Thursday, August 6, 2015

Sedna: The Exoplanet in our own Solar System

How Sedna and family were captured in a close encounter with a solar sibling

Authors:

Jilkova et al

Abstract:

The discovery of 2012VP113 initiated the debate on the origin of the Sedna family of planetesimals in orbit around the Sun. Sednitos roam the outer regions of the Solar System between the Egeworth--Kuiper belt and the Oort cloud, in extraordinary wide (a greater than 150au) orbits with a large perihelion distance of q greater than 30au compared to the Earth's (a=1au and eccentricity e=(1-q/a) ~ 0.0167 or q=1au). This population is composed of a dozen objects, which we consider a family because they have similar perihelion distance and inclination with respect to the ecliptic i=10--30deg. They also have similar argument of perihelion omega=340+/-55deg. There is no ready explanation for their origin.

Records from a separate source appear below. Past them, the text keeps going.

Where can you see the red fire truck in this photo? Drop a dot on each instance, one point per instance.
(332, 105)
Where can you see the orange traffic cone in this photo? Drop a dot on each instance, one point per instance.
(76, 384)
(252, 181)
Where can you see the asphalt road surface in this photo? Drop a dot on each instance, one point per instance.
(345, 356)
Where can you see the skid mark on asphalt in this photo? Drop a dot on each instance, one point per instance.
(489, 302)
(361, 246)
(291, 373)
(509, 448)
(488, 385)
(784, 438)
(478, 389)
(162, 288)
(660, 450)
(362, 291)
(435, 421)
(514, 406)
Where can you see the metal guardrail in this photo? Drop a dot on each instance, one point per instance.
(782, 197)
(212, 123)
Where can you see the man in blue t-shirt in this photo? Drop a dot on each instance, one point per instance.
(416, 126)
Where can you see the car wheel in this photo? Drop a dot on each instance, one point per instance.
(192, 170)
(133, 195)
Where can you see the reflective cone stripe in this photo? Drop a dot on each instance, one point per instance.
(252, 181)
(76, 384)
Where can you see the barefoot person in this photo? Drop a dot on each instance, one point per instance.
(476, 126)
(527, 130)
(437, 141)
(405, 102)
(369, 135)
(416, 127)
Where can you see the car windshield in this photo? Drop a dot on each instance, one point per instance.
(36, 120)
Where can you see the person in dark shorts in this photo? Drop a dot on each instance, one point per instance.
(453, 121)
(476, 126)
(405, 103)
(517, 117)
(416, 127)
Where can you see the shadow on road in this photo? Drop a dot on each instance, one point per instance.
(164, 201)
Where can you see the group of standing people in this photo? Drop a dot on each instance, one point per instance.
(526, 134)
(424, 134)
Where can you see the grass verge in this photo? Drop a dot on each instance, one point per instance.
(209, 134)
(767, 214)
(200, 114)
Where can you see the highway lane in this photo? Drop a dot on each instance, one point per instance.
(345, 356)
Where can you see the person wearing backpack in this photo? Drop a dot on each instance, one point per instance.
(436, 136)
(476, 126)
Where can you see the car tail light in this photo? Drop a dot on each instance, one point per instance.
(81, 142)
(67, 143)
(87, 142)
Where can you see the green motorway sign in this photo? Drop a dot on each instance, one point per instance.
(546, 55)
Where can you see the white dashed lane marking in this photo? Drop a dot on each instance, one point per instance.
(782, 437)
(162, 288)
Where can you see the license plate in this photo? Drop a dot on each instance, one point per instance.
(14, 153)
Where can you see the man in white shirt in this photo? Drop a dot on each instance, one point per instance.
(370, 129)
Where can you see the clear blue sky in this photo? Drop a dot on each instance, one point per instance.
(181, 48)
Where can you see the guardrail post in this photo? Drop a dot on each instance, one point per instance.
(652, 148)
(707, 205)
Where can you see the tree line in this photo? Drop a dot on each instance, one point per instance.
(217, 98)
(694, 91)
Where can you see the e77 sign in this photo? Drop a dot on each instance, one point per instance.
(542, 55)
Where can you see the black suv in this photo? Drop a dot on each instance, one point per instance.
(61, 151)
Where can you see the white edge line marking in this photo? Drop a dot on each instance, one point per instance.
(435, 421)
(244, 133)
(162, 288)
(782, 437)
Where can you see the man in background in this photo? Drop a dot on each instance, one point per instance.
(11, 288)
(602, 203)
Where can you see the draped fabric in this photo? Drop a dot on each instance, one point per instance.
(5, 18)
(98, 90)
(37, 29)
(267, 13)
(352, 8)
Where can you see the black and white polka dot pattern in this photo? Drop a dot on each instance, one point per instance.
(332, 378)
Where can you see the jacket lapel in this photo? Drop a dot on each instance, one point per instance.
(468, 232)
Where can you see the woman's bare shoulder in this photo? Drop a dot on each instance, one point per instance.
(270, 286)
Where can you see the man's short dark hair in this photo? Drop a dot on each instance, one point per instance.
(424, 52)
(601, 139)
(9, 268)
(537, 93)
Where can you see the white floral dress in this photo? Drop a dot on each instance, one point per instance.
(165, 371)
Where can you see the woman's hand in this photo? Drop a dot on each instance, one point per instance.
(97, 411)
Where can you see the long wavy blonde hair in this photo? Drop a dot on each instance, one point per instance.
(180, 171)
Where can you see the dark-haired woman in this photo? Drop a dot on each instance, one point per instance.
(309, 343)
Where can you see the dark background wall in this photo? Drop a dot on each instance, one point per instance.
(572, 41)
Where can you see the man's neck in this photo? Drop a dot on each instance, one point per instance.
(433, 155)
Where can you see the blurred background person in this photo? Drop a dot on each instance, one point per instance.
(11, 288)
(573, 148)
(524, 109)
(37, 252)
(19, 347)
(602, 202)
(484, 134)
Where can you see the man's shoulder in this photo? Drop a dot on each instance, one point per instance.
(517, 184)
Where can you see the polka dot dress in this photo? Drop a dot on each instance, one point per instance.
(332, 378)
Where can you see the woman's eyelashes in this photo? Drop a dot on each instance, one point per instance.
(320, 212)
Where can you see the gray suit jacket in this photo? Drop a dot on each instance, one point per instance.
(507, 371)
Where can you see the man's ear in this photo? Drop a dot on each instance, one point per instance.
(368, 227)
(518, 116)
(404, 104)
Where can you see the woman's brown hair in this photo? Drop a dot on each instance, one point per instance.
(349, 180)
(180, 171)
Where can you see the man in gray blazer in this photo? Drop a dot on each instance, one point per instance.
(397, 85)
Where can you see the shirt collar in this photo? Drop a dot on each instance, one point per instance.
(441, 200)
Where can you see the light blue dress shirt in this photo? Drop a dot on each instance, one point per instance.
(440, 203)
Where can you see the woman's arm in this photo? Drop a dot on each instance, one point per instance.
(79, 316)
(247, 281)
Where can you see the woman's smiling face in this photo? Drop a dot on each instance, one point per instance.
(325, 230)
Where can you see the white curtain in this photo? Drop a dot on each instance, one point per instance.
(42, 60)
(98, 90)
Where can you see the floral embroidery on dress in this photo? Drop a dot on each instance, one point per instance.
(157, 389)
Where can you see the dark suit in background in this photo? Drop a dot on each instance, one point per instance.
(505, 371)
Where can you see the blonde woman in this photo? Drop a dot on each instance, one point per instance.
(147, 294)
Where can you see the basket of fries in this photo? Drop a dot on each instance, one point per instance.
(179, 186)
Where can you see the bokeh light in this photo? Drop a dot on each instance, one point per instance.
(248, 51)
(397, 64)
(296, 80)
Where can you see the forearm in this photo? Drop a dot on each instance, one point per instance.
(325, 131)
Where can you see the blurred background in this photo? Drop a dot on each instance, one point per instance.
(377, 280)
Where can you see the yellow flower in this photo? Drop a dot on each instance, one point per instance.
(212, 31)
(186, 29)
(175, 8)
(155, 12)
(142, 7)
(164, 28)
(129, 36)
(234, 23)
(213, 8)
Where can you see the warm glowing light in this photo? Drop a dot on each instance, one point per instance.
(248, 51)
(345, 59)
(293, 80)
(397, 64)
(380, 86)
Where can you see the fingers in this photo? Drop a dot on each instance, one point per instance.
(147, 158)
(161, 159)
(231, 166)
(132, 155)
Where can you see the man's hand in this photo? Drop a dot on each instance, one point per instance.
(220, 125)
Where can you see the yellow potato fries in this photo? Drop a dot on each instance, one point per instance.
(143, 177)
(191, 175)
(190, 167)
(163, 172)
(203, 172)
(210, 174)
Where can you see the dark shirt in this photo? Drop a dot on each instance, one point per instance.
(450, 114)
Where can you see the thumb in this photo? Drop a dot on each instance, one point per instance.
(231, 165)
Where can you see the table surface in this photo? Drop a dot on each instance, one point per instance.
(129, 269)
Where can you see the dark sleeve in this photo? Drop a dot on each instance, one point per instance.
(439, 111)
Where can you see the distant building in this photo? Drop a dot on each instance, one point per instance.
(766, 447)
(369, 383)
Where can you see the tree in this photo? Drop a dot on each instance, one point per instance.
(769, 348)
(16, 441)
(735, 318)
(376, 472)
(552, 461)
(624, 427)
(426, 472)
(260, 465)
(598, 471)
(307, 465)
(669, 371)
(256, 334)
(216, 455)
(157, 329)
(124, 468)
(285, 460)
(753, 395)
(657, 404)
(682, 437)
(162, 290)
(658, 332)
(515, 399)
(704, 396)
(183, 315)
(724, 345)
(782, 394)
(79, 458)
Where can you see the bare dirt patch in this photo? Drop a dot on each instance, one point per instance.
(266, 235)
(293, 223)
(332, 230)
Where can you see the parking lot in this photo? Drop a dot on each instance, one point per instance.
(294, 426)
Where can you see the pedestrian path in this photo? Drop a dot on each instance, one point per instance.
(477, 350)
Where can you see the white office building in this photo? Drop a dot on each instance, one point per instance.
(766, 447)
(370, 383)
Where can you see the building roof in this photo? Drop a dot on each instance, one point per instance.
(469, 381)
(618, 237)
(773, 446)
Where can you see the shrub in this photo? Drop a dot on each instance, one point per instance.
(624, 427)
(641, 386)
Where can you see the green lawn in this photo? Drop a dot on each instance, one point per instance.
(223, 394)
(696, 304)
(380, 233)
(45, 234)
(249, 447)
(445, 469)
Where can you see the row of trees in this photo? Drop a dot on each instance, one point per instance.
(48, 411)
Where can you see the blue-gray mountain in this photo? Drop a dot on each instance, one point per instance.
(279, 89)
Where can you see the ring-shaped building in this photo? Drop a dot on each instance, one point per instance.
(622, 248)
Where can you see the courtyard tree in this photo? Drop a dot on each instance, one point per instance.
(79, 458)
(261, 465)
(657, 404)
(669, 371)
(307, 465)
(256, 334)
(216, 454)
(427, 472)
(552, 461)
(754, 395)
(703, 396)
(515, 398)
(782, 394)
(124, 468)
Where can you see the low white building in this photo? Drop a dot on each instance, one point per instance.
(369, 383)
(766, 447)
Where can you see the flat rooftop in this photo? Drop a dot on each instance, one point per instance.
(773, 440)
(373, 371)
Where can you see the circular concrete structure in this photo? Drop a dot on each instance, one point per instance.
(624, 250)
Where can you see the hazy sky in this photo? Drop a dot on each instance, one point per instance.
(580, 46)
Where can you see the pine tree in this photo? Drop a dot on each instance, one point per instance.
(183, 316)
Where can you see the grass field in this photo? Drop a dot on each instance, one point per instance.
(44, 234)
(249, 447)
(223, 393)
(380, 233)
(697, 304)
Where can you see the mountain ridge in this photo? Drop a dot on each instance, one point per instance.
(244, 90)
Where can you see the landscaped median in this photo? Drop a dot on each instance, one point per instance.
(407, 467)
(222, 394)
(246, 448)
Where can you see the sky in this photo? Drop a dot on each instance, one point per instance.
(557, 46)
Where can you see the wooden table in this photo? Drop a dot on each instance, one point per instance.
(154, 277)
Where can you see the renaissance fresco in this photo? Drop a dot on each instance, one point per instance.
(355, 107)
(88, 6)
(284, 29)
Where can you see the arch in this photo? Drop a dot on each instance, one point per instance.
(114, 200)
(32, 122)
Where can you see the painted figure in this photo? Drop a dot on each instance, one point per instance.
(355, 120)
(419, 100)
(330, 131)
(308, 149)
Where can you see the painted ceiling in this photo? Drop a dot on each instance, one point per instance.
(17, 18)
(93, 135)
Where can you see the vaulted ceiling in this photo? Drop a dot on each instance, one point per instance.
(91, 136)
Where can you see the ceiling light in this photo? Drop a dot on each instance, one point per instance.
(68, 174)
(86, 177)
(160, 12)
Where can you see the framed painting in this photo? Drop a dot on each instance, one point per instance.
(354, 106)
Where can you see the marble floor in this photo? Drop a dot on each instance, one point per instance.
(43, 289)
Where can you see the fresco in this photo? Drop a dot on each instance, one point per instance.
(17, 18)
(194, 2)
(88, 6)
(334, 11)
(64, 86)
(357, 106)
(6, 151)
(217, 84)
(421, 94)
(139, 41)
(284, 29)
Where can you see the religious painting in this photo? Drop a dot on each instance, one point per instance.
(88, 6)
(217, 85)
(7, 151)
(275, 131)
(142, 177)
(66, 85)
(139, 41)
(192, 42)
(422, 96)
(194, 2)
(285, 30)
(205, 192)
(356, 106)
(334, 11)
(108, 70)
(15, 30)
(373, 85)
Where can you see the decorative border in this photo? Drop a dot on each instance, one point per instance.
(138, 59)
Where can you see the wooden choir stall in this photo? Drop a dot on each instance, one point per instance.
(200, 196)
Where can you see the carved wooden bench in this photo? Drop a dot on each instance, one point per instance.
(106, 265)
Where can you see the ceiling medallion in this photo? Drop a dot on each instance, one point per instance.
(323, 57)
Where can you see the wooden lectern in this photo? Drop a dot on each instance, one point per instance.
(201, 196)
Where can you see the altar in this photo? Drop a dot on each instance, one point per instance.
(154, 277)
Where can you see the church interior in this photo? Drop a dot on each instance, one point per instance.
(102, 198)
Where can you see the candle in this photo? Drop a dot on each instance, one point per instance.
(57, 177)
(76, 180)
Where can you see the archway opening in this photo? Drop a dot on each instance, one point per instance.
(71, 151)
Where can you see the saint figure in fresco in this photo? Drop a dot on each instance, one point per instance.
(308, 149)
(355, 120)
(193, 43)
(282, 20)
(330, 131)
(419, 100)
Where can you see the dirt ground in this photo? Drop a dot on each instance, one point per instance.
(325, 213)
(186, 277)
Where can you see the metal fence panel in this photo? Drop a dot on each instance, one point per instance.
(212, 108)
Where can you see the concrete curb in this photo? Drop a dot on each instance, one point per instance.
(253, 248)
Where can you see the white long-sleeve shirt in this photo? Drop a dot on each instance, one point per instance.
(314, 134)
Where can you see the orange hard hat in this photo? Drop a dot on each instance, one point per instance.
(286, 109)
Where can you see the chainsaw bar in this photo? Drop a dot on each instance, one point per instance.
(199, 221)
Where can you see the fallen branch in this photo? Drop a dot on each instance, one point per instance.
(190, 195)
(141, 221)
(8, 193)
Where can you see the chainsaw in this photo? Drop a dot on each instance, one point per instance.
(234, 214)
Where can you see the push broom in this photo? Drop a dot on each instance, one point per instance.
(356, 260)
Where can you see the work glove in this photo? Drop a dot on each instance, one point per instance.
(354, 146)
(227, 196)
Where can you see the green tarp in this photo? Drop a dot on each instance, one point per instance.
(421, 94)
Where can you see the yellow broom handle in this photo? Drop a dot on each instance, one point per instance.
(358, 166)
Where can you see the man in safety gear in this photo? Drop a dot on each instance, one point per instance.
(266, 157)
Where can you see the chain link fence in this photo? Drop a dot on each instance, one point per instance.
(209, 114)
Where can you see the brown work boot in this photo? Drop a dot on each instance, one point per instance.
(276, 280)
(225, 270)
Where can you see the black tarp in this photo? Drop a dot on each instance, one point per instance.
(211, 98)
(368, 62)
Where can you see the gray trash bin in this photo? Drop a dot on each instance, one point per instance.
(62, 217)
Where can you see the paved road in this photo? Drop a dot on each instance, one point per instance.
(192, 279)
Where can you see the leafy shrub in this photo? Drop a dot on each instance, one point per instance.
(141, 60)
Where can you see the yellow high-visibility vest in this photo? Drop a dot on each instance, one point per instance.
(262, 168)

Here we show that these orbital parameters are typical for a captured population from the planetesimal disk of another star.Assuming the orbital elements of Sednitos have not changed since they acquired their orbits, we reconstruct the encounter that led to their capture. We conclude that they might have been captured in a near miss with a 1.8MSun star that impacted the Sun at ~340au at an inclination with respect to the ecliptic of 17--34deg with a relative velocity at infinity of ~4.3km/s. We predict that the Sednitos-region is populated by 930 planetesimals and the inner Oort cloud acquired ~440 planetesimals through the same encounter.